Thursday, March 7, 2013

Power Up

As a POWER architecture hardware vendor, we've definitely run into quite a few wish-list items for software we want to have on our platform. Whether it's for customers or just to have a feature complete set of packages in everyday distributions, we want to see things build everywhere, and run just as well as the x86 counterparts.

Starting soon, we are kicking off a PowerUp (my cool label) initiative in order to direct POWER developers toward software that needs a little love on our POWER platforms. Software targets range from the completely unsupported (e.g. Google's v8 Javascript engine, D Languages's phobos) to optimizing specifically for POWER (e.g. OpenJDK).

To collect these initiatives together, we will be starting a new PowerUp portal. For now, we have begun a GitHub Team where we have forked relevant repositories. Forums for discussion and participation will also follow. Feel free to clone and hack away. Email me if you have any questions (or wait until the forums and portal open).

NOTE: PowerUp is just my initial name. That may or may not change.

I'll update this blog post when more information is available.

Wednesday, March 6, 2013

Ubuntu Rolling Releases Vs. Hardware Companies

So I have to speak out on this whole issue. I work for Servergy, and for almost two years I've been working on Ubuntu's PowerPC port in order for our new hardware platform, the CTS-1000, to have an out-of-the-box solution for our customers. We've been hedging on Ubuntu, since it was able to provide us a known quantity for release dates and an open community that we could participate in (especially being able to take advantage of my core-developer status).

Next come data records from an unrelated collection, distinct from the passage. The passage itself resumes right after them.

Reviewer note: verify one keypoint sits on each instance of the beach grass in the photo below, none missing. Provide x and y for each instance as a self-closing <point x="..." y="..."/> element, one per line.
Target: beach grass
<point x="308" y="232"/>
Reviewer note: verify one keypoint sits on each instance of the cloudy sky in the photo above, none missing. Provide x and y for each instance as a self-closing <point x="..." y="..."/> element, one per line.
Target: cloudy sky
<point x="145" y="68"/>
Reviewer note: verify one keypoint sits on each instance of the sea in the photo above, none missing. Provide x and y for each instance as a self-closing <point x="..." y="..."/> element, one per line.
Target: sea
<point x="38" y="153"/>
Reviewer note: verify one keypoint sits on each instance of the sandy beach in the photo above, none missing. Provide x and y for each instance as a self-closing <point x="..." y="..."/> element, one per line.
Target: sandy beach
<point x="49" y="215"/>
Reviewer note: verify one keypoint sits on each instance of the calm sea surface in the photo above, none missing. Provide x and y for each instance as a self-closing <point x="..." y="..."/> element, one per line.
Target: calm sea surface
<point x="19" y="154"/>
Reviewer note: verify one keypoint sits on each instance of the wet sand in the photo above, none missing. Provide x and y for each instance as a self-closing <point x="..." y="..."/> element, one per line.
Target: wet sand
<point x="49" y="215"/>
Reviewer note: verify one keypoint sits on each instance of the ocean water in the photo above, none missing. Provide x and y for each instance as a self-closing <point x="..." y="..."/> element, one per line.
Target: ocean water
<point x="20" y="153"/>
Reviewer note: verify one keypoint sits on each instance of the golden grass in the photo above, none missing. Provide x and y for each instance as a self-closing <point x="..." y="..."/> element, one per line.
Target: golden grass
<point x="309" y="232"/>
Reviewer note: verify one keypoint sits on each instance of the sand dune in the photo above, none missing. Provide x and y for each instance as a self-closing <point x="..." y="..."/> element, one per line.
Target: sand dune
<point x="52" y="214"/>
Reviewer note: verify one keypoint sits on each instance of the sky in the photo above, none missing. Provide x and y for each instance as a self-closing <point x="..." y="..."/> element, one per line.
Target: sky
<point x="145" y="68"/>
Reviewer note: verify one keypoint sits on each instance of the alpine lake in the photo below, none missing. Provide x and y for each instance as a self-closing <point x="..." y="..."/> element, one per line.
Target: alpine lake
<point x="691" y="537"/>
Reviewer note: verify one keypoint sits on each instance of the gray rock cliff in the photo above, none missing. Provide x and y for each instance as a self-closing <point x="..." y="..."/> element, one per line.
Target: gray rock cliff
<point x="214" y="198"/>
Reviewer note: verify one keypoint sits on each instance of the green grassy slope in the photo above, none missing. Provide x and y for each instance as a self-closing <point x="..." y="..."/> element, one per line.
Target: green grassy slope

Now, after so much work, so much planning, we are worried about 13.04 never being properly released. This would leave us with no stable Linux distribution for our hardware, basically yanking the rug out from under all of our work. Having a stable release every two years also enlarges the support gap for our followup platforms. Now I realize most hardware vendors are x86-based, and their issues are likely limited to supporting peripherals, so this affects us more than most. The issue we face is supporting entirely new hardware platforms and SoCs with a completely new kernel (likely requiring lots of supporting patches). This is the type of thing that, historically, isn't allowed to be added to an LTS release.

So I have to wonder, if Ubuntu does adopt this rolling release schedule, how viable is it for us? I would still be happy if Ubuntu had one release per year, with every other release becoming an LTS. However, the two year window is just entirely too large to depend on for quick moving hardware bring up and release.